To cut a long and not-a-plagiarised-story short, the Indian scientists have apologised to Advanced Materials, a prestigious journal, for "reproduction of text from an article" that appeared in another journal, Applied Physics Letters, in 2010. They apologised for the "oversight" and for any "miscommunication". In other words, the scientists forgot to issue a 'footnote' that the four contentious lines were picked up from another source. The thing about plagiarism is that it is considered so if the offenders are caught. Otherwise, if it passes the stress test - called peer review in academics - then no one's really bothered.

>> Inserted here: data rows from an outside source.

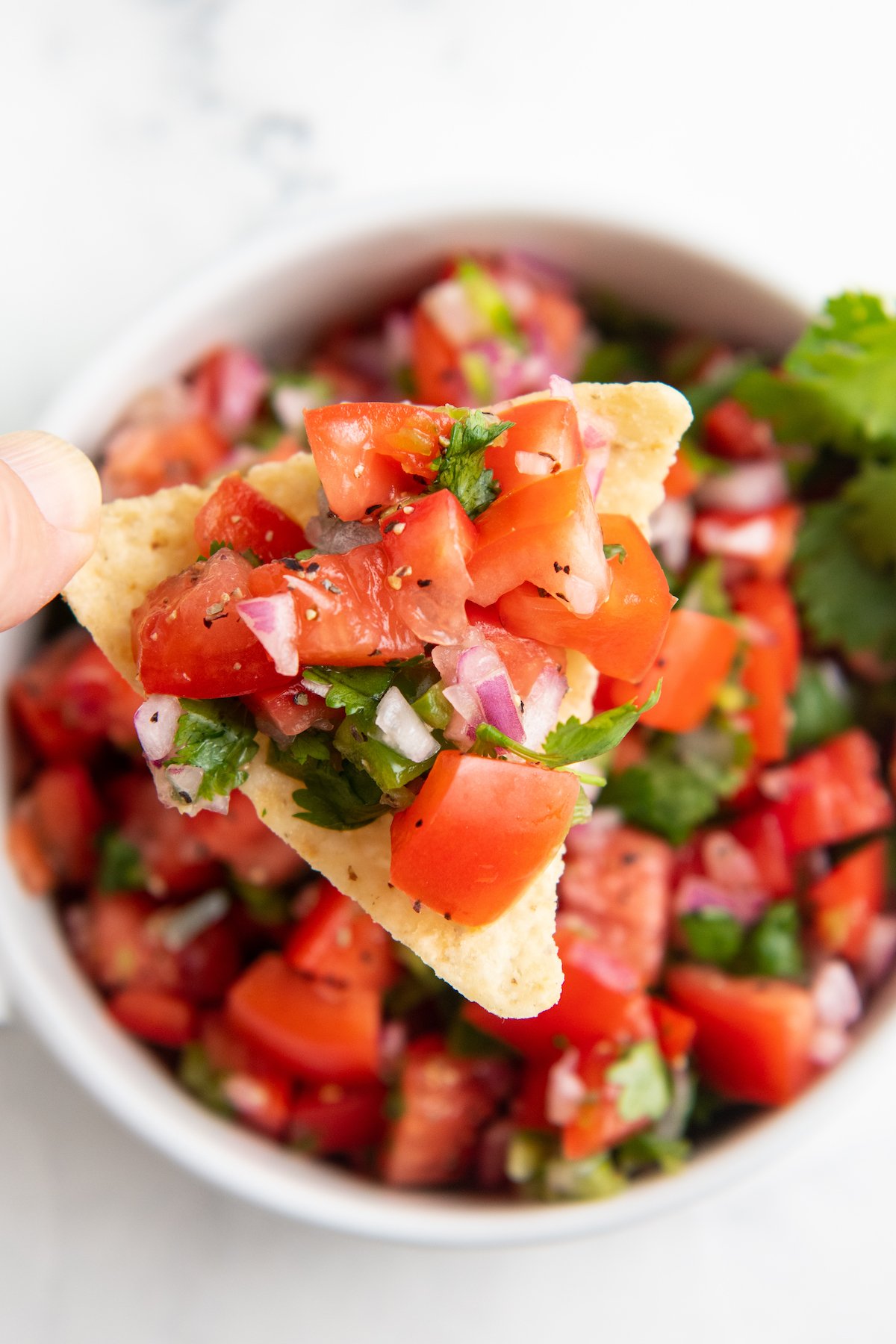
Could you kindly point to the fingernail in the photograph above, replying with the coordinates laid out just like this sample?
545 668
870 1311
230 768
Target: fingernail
60 480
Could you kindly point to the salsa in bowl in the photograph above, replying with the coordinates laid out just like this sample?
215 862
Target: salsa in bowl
685 889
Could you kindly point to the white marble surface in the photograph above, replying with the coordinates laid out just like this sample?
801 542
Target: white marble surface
143 137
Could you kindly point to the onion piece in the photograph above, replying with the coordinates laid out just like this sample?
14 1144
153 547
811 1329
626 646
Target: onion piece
273 623
836 995
156 724
746 490
566 1090
402 729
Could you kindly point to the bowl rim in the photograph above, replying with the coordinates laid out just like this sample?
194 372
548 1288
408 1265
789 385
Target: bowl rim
99 1054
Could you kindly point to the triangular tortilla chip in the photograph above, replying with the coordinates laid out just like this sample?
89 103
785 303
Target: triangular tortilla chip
511 967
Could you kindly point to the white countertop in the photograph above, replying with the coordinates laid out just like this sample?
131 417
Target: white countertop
141 139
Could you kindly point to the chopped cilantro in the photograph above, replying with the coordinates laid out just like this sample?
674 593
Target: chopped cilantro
642 1080
712 936
121 867
218 737
844 600
573 741
774 944
836 386
461 465
821 705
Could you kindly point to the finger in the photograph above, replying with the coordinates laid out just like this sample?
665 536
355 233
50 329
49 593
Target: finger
49 520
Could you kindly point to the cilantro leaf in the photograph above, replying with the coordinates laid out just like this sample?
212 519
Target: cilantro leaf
844 600
871 497
821 706
461 465
837 383
642 1080
337 797
664 796
121 867
573 741
774 945
220 739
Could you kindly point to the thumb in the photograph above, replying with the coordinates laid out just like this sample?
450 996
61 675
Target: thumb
49 520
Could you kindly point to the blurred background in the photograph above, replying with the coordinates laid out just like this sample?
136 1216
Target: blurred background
141 140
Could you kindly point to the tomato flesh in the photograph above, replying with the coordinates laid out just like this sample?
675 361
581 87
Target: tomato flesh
623 635
544 534
754 1036
320 1033
479 833
238 517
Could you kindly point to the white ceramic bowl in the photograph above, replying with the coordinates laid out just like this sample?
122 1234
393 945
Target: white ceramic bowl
276 296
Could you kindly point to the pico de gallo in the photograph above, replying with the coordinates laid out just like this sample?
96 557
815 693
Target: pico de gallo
723 914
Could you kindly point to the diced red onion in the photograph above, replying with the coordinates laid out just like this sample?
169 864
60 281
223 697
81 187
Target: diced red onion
156 724
564 1090
273 623
671 527
534 464
695 894
402 727
828 1046
880 949
836 995
727 862
746 490
176 927
543 706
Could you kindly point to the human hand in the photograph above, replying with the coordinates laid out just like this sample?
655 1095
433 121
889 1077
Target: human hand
49 519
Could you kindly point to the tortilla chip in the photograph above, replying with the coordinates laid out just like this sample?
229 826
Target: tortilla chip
511 967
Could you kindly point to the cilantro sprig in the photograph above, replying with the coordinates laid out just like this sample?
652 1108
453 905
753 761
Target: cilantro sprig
461 464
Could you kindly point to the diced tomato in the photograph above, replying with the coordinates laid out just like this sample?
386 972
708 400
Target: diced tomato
153 1015
444 1107
598 1124
242 841
731 432
437 373
754 1035
188 638
682 479
479 833
340 944
69 699
54 828
762 835
770 603
544 534
173 853
371 453
623 635
547 429
620 880
144 458
228 388
337 1119
763 679
240 517
675 1031
344 608
429 544
762 542
597 1003
524 659
845 900
830 794
694 662
317 1031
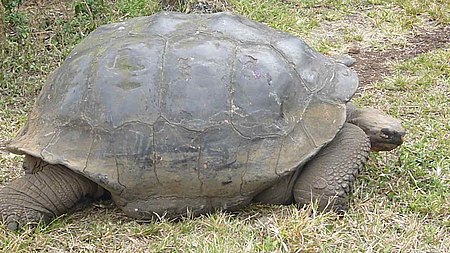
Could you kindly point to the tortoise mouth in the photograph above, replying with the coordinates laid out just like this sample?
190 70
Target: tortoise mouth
387 140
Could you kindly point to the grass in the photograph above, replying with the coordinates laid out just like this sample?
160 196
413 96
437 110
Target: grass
401 202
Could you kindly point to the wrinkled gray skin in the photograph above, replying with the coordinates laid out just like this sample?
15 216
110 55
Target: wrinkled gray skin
175 113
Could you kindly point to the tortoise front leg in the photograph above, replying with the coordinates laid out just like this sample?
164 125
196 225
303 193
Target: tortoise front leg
44 195
329 176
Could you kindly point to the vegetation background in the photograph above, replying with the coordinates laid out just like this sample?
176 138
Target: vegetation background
401 202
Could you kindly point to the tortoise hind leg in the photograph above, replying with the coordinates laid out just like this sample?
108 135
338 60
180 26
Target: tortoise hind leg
43 195
329 176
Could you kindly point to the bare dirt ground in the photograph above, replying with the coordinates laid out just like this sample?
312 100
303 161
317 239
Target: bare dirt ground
372 66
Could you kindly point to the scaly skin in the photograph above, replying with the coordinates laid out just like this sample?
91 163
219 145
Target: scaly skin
40 197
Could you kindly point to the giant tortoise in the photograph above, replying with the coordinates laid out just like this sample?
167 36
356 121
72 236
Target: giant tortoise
173 114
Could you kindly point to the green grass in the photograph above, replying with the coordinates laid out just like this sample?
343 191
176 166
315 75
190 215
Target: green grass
401 202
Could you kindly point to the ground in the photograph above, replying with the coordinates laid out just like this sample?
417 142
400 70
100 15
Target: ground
401 201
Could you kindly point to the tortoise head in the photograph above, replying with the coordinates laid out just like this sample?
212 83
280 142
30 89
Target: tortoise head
385 132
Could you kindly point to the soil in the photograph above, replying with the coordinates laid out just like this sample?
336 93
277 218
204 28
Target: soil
372 66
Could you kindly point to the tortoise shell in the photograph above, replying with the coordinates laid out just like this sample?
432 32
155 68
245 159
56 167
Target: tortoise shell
176 111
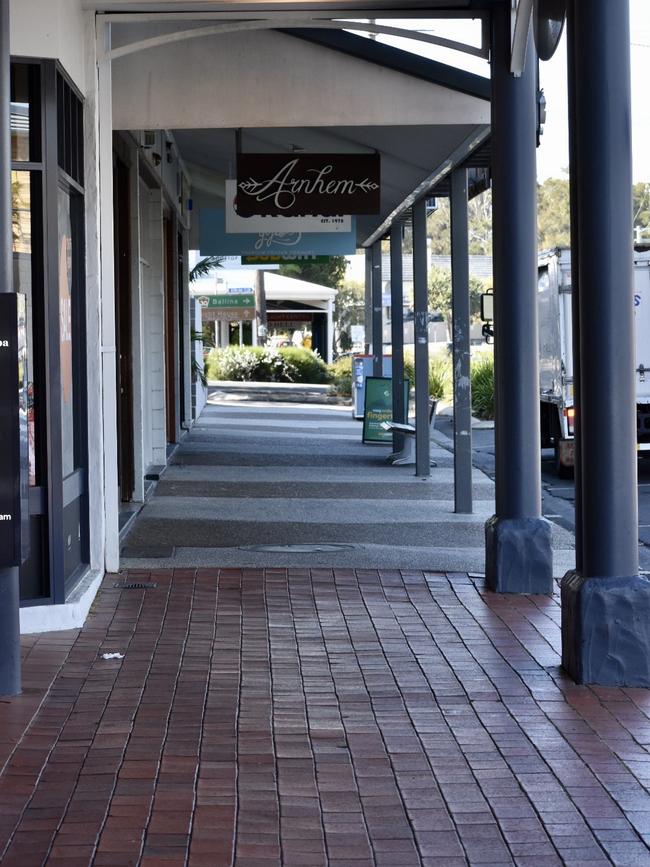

So why is that people who plagiarise are not bothered about the after-effects like bad press and public denouncement? After all, in the first place, they nick something because they want to be seen in a good light, be admired for their wonderful work. Our guess is that those who plagiarise are plain lazy. They are so hopelessly lazy that they don't even want to give the stolen text some new twists and turns. Of course, such twists and turns in science could be disastrous, but surely there must be some different ways of doing things. In pre-liberalised India, there was this joke about how Indian manufacturers were the smartest people around: while other countries would work hard to build or invent something, when it came to Indian manufacturers, they would just stamp 'Made in India' on foreign products. Today, it seems, our lazy intellectuals have forgotten even to do that: plagiarise with confidence.